Mistakes. You never know when your going to make one. You always think you do, but you don't ever know for sure.
I hate mistakes.
Confidence in everything I do is going to take a lot. A lot of things that I don't have. Life is beautiful, yet I'm struggling to keep a grasp on that. It shouldn't be this hard.
I'm not enrolled in camarillo high anymore. I feel the wieght off, but I know it won't be for long. (Please excuse my constant implication of pessimism.) I know I have to go to school, and what not. But, I definatly don't want to go to school in the valley, and I'm fearing the outcome of the transfer to westlake. My best alternative is independent studies. And I'm not so sure that'll work out. Is it just me, or is nothing easy anymore?

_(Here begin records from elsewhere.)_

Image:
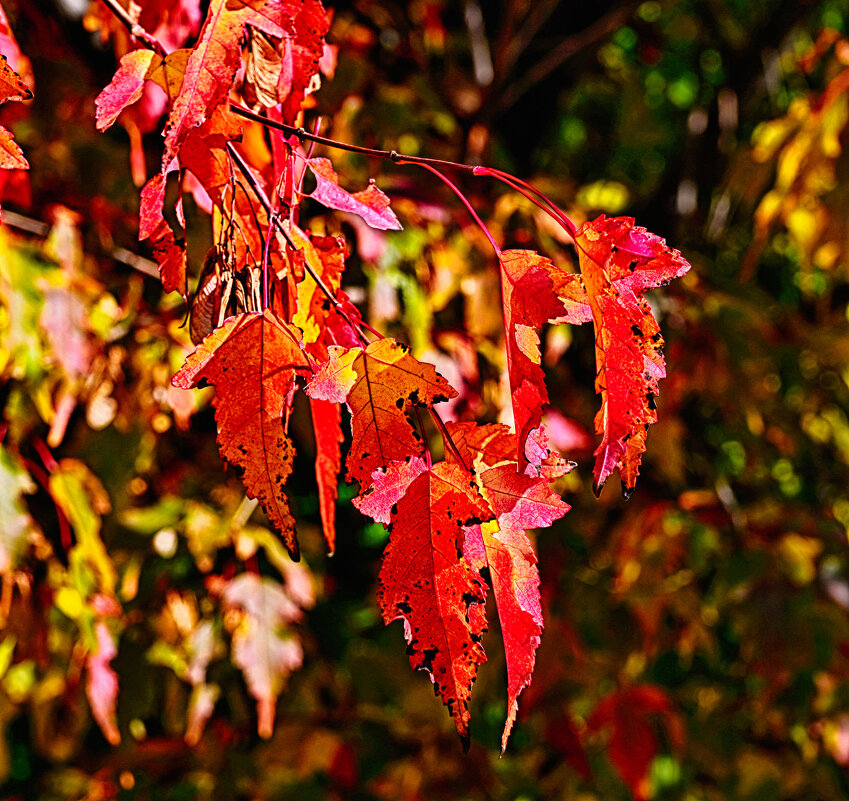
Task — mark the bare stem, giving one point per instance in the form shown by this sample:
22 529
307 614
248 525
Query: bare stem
136 30
266 203
541 200
305 136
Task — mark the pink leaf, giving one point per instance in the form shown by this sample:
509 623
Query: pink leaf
102 684
370 204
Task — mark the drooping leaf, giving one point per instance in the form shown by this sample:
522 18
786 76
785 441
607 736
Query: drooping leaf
325 255
618 262
634 742
388 487
252 361
264 65
327 426
215 59
205 152
17 521
528 295
381 384
12 86
102 684
170 253
370 204
81 496
11 155
519 502
126 86
426 582
262 647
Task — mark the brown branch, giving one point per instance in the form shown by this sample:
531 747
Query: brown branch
266 203
555 57
305 136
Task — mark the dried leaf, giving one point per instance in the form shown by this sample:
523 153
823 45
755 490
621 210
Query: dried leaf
262 648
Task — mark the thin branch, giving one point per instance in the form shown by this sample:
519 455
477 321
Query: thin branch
557 55
305 136
135 30
266 203
526 189
468 206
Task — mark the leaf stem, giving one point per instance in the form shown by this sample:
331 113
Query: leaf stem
466 203
135 30
448 440
541 200
266 203
304 135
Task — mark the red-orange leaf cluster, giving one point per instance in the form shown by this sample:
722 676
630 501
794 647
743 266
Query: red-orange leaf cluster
269 309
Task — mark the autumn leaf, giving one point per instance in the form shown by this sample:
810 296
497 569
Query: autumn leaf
634 741
529 299
102 684
370 204
205 152
170 254
426 582
263 649
17 521
325 256
252 361
327 426
388 486
618 263
381 385
215 59
519 502
83 500
126 86
12 87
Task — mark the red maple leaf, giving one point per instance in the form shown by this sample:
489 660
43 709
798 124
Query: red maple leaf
327 426
252 361
528 284
519 502
370 204
426 582
169 252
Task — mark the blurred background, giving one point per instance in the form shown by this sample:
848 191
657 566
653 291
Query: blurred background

Today was rough on us all. I had a test in like all my classes. I would have had homework, but I no longer have the obligation to care. (Yeah, I am rubbing that in your face) I wanted to rip out cynthias eyes she used to be my best friend, but all I hear from her mouthe now is constant jealousy, hurt. I can feel it, almost to the point of hate. I don't understand what I did. I don't understand why she doesn't realize her life doesn't have to be that way. It should be easier for her, for us.
When I count my blessings .....
I don't dare say what you say. I give thanks for more. Much much more. Rather than family, rather than friends, rather than money I give thanks for things like:
Nature, gods will, smiles, and imagination.
The ability to determine where I stand.
I like freedom, and its a real bust to know that it'll end soon enough.
No one speaks truthe like god does, and that is why I am trusting in him to do what he has to do in this situation. My friends, my family, my whole life . I realize there's billions of people on this planet, and god chooses to love me like I'm the only one. It feels like nothing I can explain through mere words. I just wish everyone knew sooner rather than later.
Brianna has me worried.
Grandma has me worried.
Mother has me worried.
You have my worried.
Worry is something I don't need.
Excuse these pessemistic words. If I put off that impression at all. I'm going through a tough time. have faith.
Pray for the ability to keep my head on straight, and to stay clean and faithful.